December’s report stated that crypto assets posed limited direct risks to UK financial stability. The Bank did point out, however, that such assets will present a number of financial stability risks if growth continues at their rapid pace and as they become more “interconnected” with the wider financial system.
Since the Bank of England’s Financial Stability Review calls for a global crypto regulatory framework, regulatory activity has increased markedly.
Other regulators including the RBI and even the Biden Administration have come forward, paving the way for a global framework.
Agencies have also shared their views, with the IMF having echoed the BoE’s concerns back in January.
The FSB Joins the BoE and the IMF in Raising the Alarm over Crypto Assets
Today, the Financial Stability Board released an assessment of risks that crypto-assets pose to financial stability. The assessment focused on 3 segments of the crypto markets, these being:
- Unbacked crypto assets, such as Bitcoin (BTC).
- Stablecoins, such as USD Coin (USDC).
- DeFi and other platforms on which crypto-assets trade.
Salient points from today’s assessment included:
- Risks to financial stability could escalate rapidly.
- As the interconnectedness between crypto-assets and financial institutions and core financial markets continues to grow, this could impact global financial stability.
- DeFi has become a fast-growing sector, providing financial services with unbacked cryptos and stablecoins.
- A lack of regulatory oversight or non-compliance presents the potential for concentration risks and underlines the lack of transparency on their activities.
- Stablecoin growth has also continued and are currently used as a bridge between fiat and crypto assets.
- If a major stablecoin failed, liquidity constraints could disrupt trading and create market stress that could spill over to short-term funding markets in the event that stablecoin reserve holdings were liquidated in a disorderly manner.
- Liquidity mismatch, as well as credit and operational risks, expose stablecoins to runs on their reserves.

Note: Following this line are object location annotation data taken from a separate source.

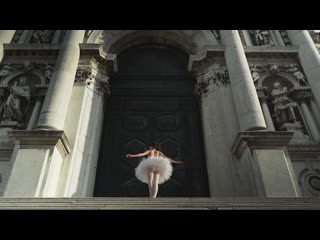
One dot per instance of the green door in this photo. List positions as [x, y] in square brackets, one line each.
[151, 104]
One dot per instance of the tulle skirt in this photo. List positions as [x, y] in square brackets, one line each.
[159, 164]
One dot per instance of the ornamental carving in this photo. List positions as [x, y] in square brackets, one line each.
[17, 36]
[215, 74]
[216, 34]
[99, 82]
[285, 37]
[42, 36]
[261, 37]
[88, 33]
[283, 105]
[258, 70]
[20, 85]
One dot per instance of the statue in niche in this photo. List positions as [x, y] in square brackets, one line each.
[216, 34]
[12, 108]
[48, 70]
[274, 68]
[283, 105]
[294, 70]
[263, 38]
[42, 36]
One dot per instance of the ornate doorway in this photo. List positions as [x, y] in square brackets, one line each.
[152, 100]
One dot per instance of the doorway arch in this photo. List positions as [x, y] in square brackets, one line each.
[151, 100]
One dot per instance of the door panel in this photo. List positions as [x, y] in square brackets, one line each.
[128, 129]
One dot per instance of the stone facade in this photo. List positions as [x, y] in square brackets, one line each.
[258, 94]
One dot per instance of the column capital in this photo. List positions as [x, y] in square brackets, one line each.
[260, 140]
[302, 94]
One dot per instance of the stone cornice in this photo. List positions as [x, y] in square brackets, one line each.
[41, 139]
[268, 52]
[260, 140]
[304, 151]
[44, 50]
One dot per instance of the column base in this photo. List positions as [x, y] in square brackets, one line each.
[269, 162]
[37, 159]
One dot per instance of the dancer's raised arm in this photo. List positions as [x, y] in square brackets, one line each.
[138, 154]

- Low levels of investor and consumer understanding of cryptos, money laundering, cyber-crime, and ransomware also raise red flags.
- Governments and regulators should evaluate pre-emptive measures to regulate crypto-assets.
For regulators across the world, the FSB report is aligned with other regulators and agencies on the need for increased scrutiny and oversight. The timing of the report is apt, with the markets waiting on the White House Executive Action on cryptos.